Pihak yang melakukan larangan perlindungan data pribadi juga berlaku kepada korporasi yang mengumpulkan, membocorkan, hingga memalsukan data pribadi orang lain demi keuntungannya. Hal tersebut diatur dalam Pasal 70 RUU PDP.

"Dalam hal tindak pidana sebagaimana dimaksud dalam Pasal 67 dan Pasal 68 dilakukan oleh korporasi, pidana dapat dijatuhkan kepada pengurus, pemegang kendali, pemberi perintah, pemilik manfaat, dan/atau korporasi," bunyi Pasal 70 Ayat 1 RUU PDP.

Pidana yang dapat dijatuhkan terhadap korporasi hanyalah pidana denda. Namun, pidana denda yang dijatuhkan kepada korporasi paling banyak 10 kali dari maksimal pidana denda yang diancamkan.

Selain itu, korporasi yang melakukan larangan penggunaan data pribadi dapat dijatuhi tujuh pidana tambahan. Salah satunya adalah pembayaran ganti kerugian, pencabutan izin, hingga pembubaran korporasi.

"Selain dijatuhi pidana denda sebagaimana dimaksud pada Ayat (2), Korporasi dapat dijatuhi pidana tambahan berupa perampasan keuntungan dan/atau harta kekayaan yang diperoleh atau hasil dari tindak pidana; pembekuan seluruh atau sebagian usaha korporasi; pelarangan permanen melakukan perbuatan tertentu; penutupan seluruh atau sebagian tempat usaha dan/atau kegiatan korporasi; melaksanakan kewajiban yang telah dilalaikan; pembayaran ganti kerugian; pencabutan izin; dan/atau pembubaran korporasi."

 

 

 

 

 

Anggota Komisi I DPR Dave Akbarshah Fikarno menanggapi, tak diaturnya sanksi pidana dan denda bagi lembaga negara yang melakukan pelanggaran perlindungan data pribadi di RUU PDP. Ia menjelaskan, sanksi tersebut akan diatur dalam aturan turunan undang-undang tersebut.

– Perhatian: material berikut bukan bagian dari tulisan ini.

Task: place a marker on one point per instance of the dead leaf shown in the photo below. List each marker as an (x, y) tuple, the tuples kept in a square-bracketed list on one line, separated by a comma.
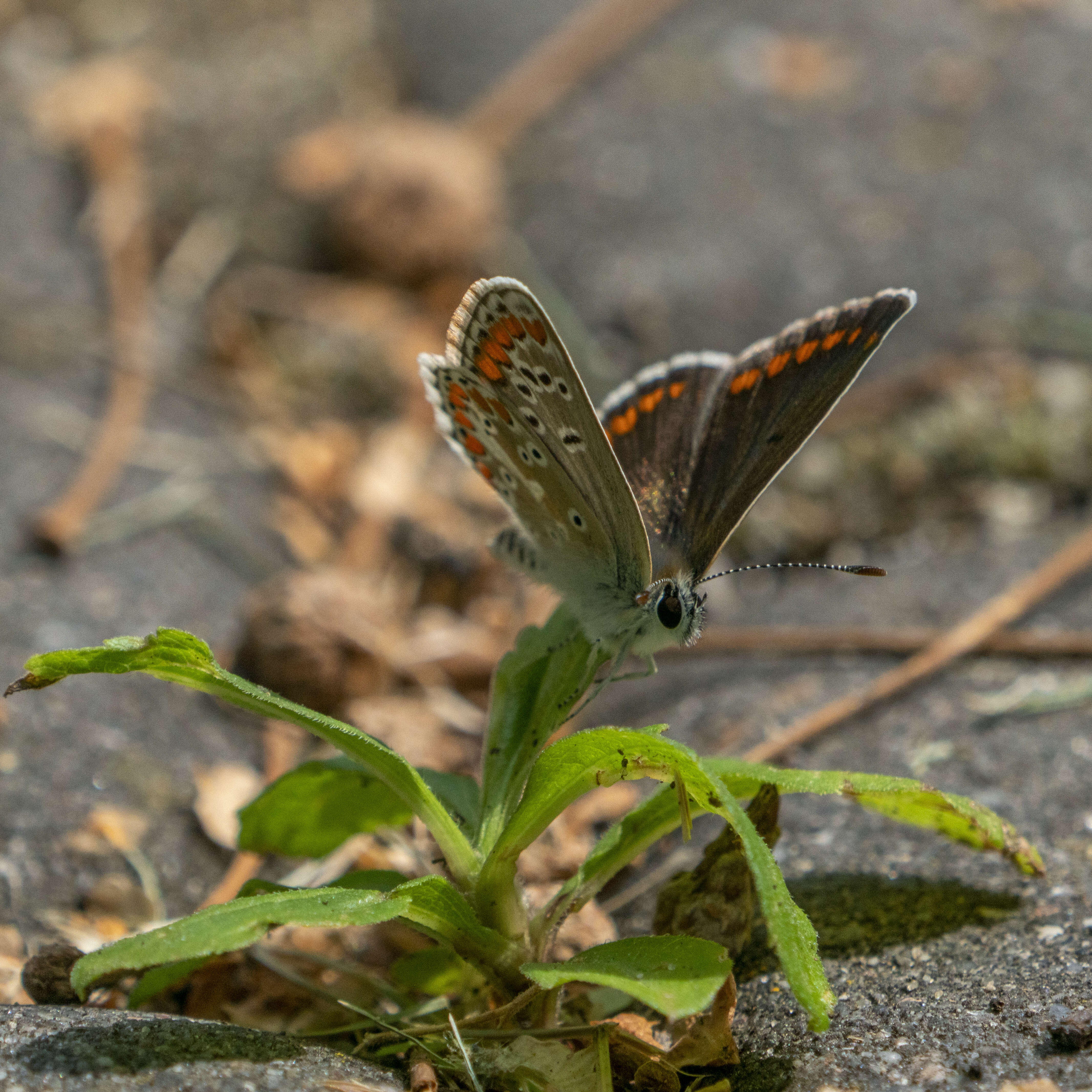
[(412, 729), (118, 896), (805, 68), (308, 538), (708, 1041), (222, 791), (123, 828)]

"Nanti kan diatur, ada Perpresnya, ada Kepmennya (Keputusan Menteri), itu kan nanti semua diatur secara detail. Makanya dalam waktu satu tahun, dua tahun ke depan ini sudah harus rampung semua aturannya," ujar Dave di Gedung Nusantara III, Kompleks Parlemen, Jakarta, Selasa.

Menurutnya, RUU PDP tinggal disahkan dalam rapat paripurna DPR. Namun, ia mengatakan bahwa hal tersebut masih tergantung rapat badan musyawarah (Bamus) DPR.

"Dalam Paripurna berikutnya (RUU PDP disahkan menjadi undang-undang). Jadwalnya kapan? Tergantung Bamus," ujar Dave.

Wakil Ketua DPR Abdul Muhaimin Iskandar mengatakan, keamanan data pribadi harus menjadi perhatian khusus pemerintah. Mengingat dalam beberapa waktu terakhir, data pribadi masyarakat bocor dan diperjualbelikan di forum daring.

"Saya kira secepat mungkin paripurna terdekat, tapi kita lihat agenda berapa buah, saya kira prioritas," ujar Muhaimin di Gedung Nusantara, Kompleks Parlemen, Jakarta, Selasa.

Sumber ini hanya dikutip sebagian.